すると、隣で沙世ちゃんと1限目の授業について喋っていた文ちゃんが不意に私の足元を凝視する。


手鞠てまりダヨ゛――手鞠ダヨ゛――』


その視線の先、私の足元では、「ぷにとぅるん」こと私の初めての使い魔になった「手鞠」が頬をすりすりと私の足にこすりつけて、「かまってー」と言うかのように鳴いている。


鳴いている、が……これは「普通の人間」には見えず聞こえず、力のある人間でなければ分からないものなのに――もしかしなくても気づいてる?


「………」


文ちゃん、絶対気づいてる。

だって、手がわきわきしてるもん。撫でたいのを堪えてるような顔してるもん。


やっぱり、あのお守りの件といい、文ちゃんは―――、




「おはよう安居院さん、御巫さん」



思考を遮るように、男の子が挨拶をしてきた。

振り向くと、少し照れくさそうに微笑むタカ君だった。


「あ…うん、おはよう」

「おはよう小鳥遊くん。…と佐嶋くん」

「おはようございますッッ」


いつの間にか近づいてきたタカ君、その隣では音痴さっくんが九十度の深い礼をした。


「佐島くんは礼儀正しい人だね」

「いやっ、普通っす!」

「…。あっ、流鏑―――」

「ひぃぃぃぃ!?」


即座に頭を両腕で庇い、背後を振り返ったさっくんだが、ちょうど教室の扉を引いたのは流鏑馬ではなく不機嫌そうな男子生徒だった。
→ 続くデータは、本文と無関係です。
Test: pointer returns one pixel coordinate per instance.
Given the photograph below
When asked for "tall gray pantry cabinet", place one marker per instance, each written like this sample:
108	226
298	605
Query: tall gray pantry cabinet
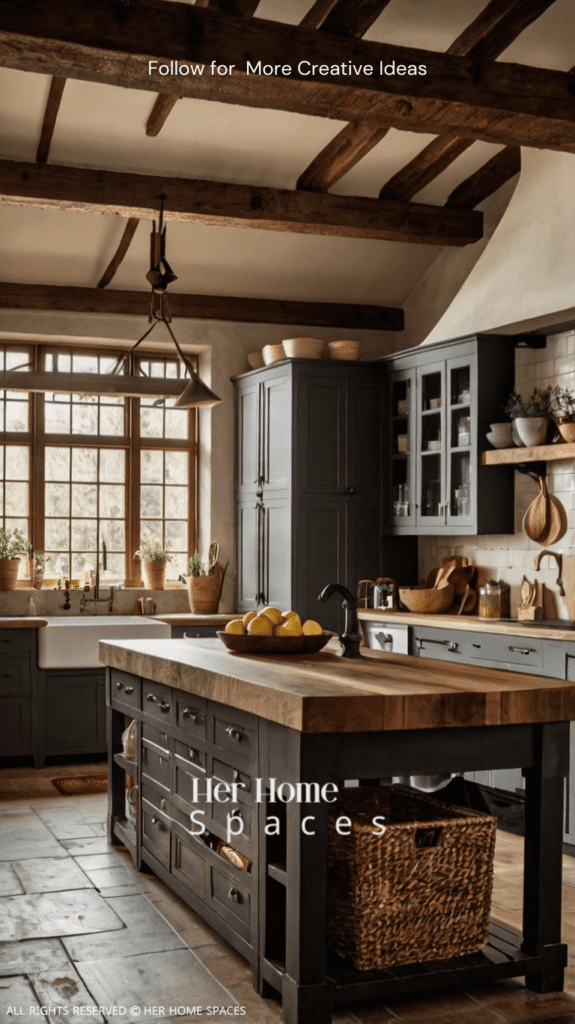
308	482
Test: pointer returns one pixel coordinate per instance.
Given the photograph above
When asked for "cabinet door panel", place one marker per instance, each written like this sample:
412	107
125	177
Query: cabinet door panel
248	436
320	410
276	437
75	712
320	559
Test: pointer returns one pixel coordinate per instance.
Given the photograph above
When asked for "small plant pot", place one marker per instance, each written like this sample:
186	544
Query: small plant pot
153	574
8	572
532	430
566	427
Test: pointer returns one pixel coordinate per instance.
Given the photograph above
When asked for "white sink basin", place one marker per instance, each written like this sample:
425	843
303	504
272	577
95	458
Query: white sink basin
74	643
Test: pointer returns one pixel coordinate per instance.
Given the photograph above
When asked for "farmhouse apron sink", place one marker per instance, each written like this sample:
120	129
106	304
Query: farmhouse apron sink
74	643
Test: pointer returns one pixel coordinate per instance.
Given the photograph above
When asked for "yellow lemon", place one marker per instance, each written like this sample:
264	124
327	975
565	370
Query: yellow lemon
235	626
311	628
272	613
261	626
彼はチラッとこちらを見た後、すぐに視線をそらして自分の席に向かう。


「……ハァ、よかった…」

「…………。」


心底ホッとするさっくんに対し、文ちゃんは一瞬表情が消えていた。

そのことが気になって、私はどうしたのかと聞こうと口を開き――しかし最初の一文字を口にする前に、「ああそういえば」とタカ君は爽やかな笑顔で言うのだった。


「昨日の走ってる安居院さん、楽しそうだったね」



音楽室に、何か用があったの?


―――そう問われて、私は一瞬固まった。


硬直が解けてなんとか動き出す頃には先生がやって来て、結局何も言えなかった。






「御巫さん、ノート返すね」


―――3限目の古典の授業前、前回回収されたノートの山を運んできた男子が、にこやかに手渡してきた。

普段ならノートなんて「勝手にもってけ」と教卓の上に乗せられるのに、体育会系らしい男子生徒はわざわざ生徒の誰よりも素早く抜き取って渡しに来てくれたらしい。


「あっ、ありが――」

「はいこれ、安居院さんにも」


てっきり文ちゃん狙いかと思ったら、彼女のお礼を聞かずに私に近寄って丁寧にノートを渡してきた。

「ありがとう」とお礼を言うと彼は笑って、颯爽と去っていく。


「…お礼、ちゃんと言えなかったな…」

「きっと照れくさかったんだよ」

「でも…」


ふう、と溜息を吐いた文ちゃんは、とても小さな声で「無事に帰ってきたの、久しぶりだな…」と呟いた。

その言葉を何とか聞けた私は、しょんぼりする文ちゃんを慰めながら「あいつ、羽継に通じるイケメンさだな…」と思った。


でもさり気なくとはいえ私で周囲への誤魔化しに走るとかあいつ……そのせいでどっかから消しゴム投げられたんだけど―――って沙世ちゃんお前かーっ!



キッと振り返って沙世ちゃんを睨んだら、私の後ろの席にいる善良な男子生徒が「ヒッ!?」とびくついた。……あ、ごめんなさい。












お昼の時間である。


今日は誰と食べようかしらと思いながら机の上を片付けていると、忍びのごとく足音もなく近づいてきたタカ君に誘われた。


彼は背後でもじもじしているさっくんをチラッと見てから「…御巫さんもどう?」と話を振り――文ちゃんは少し困った顔で私を見た。……嫌、なのかな?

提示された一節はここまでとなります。